The capacity building process should also reflect the fact that cybersecurity professionals might have many types of specializations depending on the business tasks and aims. The narrow specialization ensures that each team member is highly skilled in their area of responsibility, enhancing the overall security posture of the company. Additionally, support from senior management and the team is crucial for enhancing professional and even narrow skills for specialists. Mentorship programs, regular feedback, and academic collaborative projects can significantly contribute to employees’ growth and development.
While supplementing and improving their young professionals academic training with advanced courses in information security, businesses can also bring about a difference by organizing internships with close to real job experience providing current students with the practical aspects of cybersecurity, bridging the gap between theoretical knowledge and real-world application. That’s where the contribution of industry players is crucial — developing in sync with their professional field, they can share valuable insights, best practices and lessons learned from their practice. Industry teaching can be filled with the latest tools and technologies. How can it be made? Staying updated with industry developments, R&D projects and integrating new tools into training programs helps maintain a robust defense against cyberthreats.
At Kaspersky, we’ve put the expertise of our world-class cybersecurity researchers in the creation of a series of Kaspersky Expert Trainings series, and Kaspersky Academy Alliance partnership program, for teaching advanced threat detection and mitigation strategies.

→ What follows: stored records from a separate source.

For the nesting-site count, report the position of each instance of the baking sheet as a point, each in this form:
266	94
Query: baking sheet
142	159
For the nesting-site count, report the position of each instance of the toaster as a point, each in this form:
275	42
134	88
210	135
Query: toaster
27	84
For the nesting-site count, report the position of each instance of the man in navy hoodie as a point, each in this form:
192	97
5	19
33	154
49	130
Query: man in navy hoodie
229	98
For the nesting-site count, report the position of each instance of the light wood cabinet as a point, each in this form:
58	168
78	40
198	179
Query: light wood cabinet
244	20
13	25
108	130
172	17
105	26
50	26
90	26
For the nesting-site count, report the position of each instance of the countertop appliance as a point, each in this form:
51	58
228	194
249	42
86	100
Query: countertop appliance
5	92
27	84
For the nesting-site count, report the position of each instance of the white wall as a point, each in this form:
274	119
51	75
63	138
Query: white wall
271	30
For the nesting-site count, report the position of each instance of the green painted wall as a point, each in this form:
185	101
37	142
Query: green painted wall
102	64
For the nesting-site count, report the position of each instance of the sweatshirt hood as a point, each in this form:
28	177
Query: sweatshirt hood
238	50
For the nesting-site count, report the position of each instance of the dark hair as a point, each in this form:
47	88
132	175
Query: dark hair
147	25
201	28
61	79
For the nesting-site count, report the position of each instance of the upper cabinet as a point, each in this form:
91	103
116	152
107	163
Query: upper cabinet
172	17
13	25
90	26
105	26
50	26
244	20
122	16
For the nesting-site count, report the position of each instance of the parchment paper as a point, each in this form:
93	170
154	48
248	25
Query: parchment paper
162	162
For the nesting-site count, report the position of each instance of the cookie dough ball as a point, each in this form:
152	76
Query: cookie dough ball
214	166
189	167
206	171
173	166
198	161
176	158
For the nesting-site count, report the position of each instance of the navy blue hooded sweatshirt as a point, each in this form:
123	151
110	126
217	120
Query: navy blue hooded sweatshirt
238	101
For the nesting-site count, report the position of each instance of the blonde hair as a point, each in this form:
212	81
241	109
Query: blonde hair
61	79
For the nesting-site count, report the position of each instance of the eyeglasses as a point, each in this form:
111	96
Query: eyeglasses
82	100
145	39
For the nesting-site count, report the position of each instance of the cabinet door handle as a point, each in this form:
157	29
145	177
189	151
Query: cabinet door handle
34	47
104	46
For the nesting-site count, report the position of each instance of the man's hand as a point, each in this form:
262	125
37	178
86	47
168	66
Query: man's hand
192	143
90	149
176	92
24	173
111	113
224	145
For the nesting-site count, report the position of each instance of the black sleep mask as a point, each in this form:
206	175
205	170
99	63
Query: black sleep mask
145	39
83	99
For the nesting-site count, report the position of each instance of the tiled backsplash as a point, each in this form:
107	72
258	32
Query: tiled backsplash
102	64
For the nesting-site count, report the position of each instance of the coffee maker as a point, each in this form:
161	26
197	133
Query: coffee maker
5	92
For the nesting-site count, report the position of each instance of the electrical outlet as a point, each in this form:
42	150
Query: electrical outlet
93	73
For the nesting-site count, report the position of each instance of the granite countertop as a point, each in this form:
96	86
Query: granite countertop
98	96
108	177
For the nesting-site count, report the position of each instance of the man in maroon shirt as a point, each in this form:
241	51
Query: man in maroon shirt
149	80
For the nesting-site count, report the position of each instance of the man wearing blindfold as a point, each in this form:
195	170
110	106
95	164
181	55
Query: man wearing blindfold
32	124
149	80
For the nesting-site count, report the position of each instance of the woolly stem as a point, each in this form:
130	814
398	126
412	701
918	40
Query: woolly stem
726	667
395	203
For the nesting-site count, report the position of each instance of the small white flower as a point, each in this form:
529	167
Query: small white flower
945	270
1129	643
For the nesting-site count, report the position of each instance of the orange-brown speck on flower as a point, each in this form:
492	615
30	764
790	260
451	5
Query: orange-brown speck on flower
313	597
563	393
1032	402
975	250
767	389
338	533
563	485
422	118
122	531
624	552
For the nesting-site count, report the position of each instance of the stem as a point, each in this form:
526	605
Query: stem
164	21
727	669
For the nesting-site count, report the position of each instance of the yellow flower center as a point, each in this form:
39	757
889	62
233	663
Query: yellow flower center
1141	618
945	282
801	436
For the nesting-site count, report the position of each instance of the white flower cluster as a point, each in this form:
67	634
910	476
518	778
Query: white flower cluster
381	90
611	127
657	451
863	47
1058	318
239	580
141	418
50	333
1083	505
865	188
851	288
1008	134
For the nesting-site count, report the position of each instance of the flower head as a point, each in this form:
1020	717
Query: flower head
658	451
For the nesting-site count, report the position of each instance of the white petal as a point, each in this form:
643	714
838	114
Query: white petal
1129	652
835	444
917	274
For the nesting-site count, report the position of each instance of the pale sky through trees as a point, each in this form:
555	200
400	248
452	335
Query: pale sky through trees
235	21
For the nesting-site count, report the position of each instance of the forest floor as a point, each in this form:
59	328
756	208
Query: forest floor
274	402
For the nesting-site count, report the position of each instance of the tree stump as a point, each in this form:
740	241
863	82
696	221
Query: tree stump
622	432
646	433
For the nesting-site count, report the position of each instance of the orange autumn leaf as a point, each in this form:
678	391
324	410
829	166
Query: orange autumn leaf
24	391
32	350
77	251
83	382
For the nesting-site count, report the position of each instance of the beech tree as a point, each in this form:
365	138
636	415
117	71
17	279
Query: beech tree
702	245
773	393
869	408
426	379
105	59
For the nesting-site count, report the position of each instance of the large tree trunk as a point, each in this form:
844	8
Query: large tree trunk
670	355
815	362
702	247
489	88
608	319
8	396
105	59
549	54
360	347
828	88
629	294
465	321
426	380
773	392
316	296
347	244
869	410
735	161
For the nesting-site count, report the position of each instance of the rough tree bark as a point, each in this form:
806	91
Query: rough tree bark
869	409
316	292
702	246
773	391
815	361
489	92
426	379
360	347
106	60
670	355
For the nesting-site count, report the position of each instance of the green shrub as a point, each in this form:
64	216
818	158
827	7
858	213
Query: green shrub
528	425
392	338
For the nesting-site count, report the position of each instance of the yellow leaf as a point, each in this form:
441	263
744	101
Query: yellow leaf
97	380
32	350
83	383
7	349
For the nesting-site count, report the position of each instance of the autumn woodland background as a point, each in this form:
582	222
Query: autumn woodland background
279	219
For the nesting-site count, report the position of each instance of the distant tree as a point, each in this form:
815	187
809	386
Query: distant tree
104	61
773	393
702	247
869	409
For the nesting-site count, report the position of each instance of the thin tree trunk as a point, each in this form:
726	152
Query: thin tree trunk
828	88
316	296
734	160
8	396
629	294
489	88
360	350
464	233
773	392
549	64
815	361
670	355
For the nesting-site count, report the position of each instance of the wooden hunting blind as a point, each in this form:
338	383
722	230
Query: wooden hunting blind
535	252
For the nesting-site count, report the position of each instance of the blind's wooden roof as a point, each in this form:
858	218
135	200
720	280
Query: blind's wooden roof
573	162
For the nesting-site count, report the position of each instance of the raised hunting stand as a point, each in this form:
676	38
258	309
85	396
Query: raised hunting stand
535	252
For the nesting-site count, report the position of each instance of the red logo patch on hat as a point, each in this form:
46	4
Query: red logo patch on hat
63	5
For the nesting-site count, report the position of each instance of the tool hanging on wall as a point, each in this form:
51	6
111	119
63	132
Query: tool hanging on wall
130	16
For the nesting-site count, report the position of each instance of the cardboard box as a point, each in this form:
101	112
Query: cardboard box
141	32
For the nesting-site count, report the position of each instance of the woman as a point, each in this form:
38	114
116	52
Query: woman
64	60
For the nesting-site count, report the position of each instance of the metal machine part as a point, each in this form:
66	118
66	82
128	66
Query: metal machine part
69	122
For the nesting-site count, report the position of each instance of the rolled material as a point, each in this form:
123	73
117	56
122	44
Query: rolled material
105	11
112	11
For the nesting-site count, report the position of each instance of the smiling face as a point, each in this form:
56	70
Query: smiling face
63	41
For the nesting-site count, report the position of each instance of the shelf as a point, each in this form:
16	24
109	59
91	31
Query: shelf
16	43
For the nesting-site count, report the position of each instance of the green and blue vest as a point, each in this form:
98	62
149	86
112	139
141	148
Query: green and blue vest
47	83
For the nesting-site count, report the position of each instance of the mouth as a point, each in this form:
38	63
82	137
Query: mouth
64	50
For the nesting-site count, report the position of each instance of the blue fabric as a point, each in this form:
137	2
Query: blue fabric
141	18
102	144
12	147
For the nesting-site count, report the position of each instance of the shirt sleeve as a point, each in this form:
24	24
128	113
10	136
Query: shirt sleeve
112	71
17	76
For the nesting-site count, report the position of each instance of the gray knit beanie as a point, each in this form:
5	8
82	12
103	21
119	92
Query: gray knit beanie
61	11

The current state of cybersecurity careers
The field of cybersecurity is constantly evolving and has a special peculiarity of a lifelong learning, with new trends and technologies emerging regularly.
While various tools, helping to automate the routine of InfoSec professionals and enabling quicker and more efficient threat detection and response, are becoming a given, the need for skilled cybersecurity professionals remains critical. These experts are essential for overseeing automated systems and managing complex tasks that require human judgment and specialized knowledge.
Cybersecurity specialists are vital in protecting the data and information infrastructure of enterprises and governments. The field offers extensive opportunities for professional and personal growth, with diverse career pathways. However, the dynamic and complex nature of cybersecurity necessitates continuous learning, practical experience, security awareness, and adaptability.
To alleviate the burden on staff, organizations can implement solutions that allow employees to focus on skill development. By prioritizing advanced education, addressing organizational needs, and engaging in specialized training, cybersecurity professionals can stay ahead of emerging technologies and build rewarding, impactful careers in the industry.